# Advice on carving



## Guest (Jan 28, 2008)

I think your biggest problem is not stance nor setback... most beginners use the stance 15 / 0 and learn fine. Your biggest problem may be your weight distribution. I think you may be putting too much weight on your back foot.


----------



## apintojr (Jan 10, 2008)

i had that same issue when i first started. my friend set up my board with a 15/0 stance. i couldnt do anything with it. i moved my stance to 15/6 and its so much better. i know people say its easier to learn with 0 but i found that to unconfortable.


----------



## Guest (Jan 28, 2008)

JiveTalkinRobot said:


> I think your biggest problem is not stance nor setback... most beginners use the stance 15 / 0 and learn fine. Your biggest problem may be your weight distribution. I think you may be putting too much weight on your back foot.


So, basically just lean my weigh forward when transitioning the turns? That seems so simple and I never thought about it. I tend to lay back and rest on my back leg a lot, and sometimes I get too laxidasical when I do so and I catch an edge and tumble.

Apinto, I will try and move the bindings forward next time I ride just to see if it feels more comfortable.


----------



## Guest (Jan 28, 2008)

Yep, think about it this way. Hopefully you play some sports or this may not sound familiar. I'll use basketball: Think about the pivot foot you put your weight on your pivot foot and then the other foot is free to move around. 

Same with snowboarding..it will feel a bit awkward at first because you are putting your weight down the mountain and will be afraid of flipping forward (please dont put THAT much weight on your front leg).

Over time you will get used to it and your weight distribution will be nearly 50/50 or 55/45.

Hopefully this helps.


----------



## AAA (Feb 2, 2008)

For learning to link turns, you'll want to have about 65% of your weight on your front foot. Nose forward, and as your board begins to point down the fall line (don't panic when you feel a slight rush of acceleration), kick your back foot out on its uphill edge. 

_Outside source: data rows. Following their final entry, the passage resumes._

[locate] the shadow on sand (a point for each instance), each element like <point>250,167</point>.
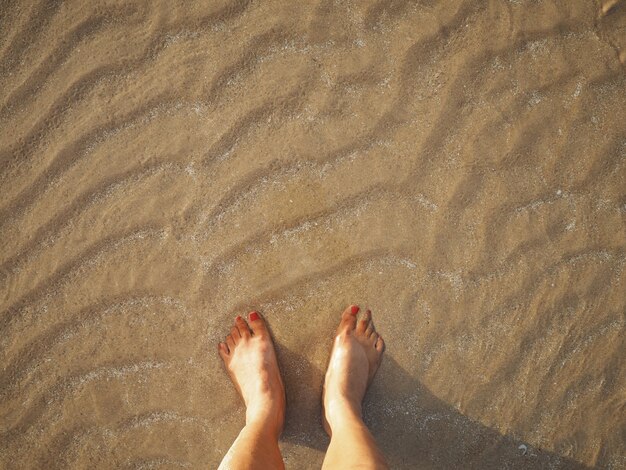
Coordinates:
<point>414,428</point>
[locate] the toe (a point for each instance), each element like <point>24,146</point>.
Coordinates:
<point>364,322</point>
<point>242,326</point>
<point>230,342</point>
<point>257,324</point>
<point>234,332</point>
<point>348,317</point>
<point>380,344</point>
<point>373,338</point>
<point>223,350</point>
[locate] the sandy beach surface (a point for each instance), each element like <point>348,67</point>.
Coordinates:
<point>459,167</point>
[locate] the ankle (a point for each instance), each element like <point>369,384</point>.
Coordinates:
<point>269,417</point>
<point>342,412</point>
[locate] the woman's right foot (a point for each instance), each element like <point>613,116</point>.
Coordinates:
<point>356,355</point>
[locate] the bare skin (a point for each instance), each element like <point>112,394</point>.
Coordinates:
<point>356,355</point>
<point>250,360</point>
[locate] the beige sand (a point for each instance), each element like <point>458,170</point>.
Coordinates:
<point>458,166</point>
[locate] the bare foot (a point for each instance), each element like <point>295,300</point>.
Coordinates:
<point>356,355</point>
<point>249,356</point>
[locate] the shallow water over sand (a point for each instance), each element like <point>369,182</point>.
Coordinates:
<point>458,167</point>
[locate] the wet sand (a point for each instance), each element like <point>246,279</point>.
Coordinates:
<point>458,167</point>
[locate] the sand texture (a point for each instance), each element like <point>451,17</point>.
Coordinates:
<point>459,167</point>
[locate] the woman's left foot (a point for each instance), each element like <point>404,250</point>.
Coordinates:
<point>250,359</point>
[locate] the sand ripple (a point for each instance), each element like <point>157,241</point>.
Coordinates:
<point>458,167</point>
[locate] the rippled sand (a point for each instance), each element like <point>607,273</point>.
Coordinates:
<point>459,167</point>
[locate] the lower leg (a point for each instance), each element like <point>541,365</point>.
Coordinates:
<point>254,448</point>
<point>352,446</point>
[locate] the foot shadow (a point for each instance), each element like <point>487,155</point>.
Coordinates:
<point>414,428</point>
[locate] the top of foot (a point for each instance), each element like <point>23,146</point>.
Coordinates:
<point>356,355</point>
<point>250,359</point>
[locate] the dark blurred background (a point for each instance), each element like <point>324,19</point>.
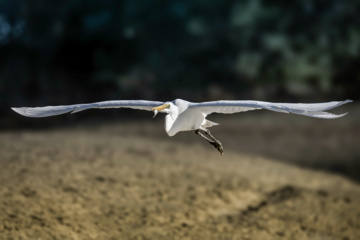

For carving, there is no kicking your foot out or skidding, and you need some degree of speed. Carving, essentially, involves pressuring the board into reverse camber and riding the edge as if it were a linear track. As you complete one carve, you initiate a direction change with a weight shift to your downhill edge. The transition from one edge to the other is seemless and a graceful trenched arc is left in the snow.


----------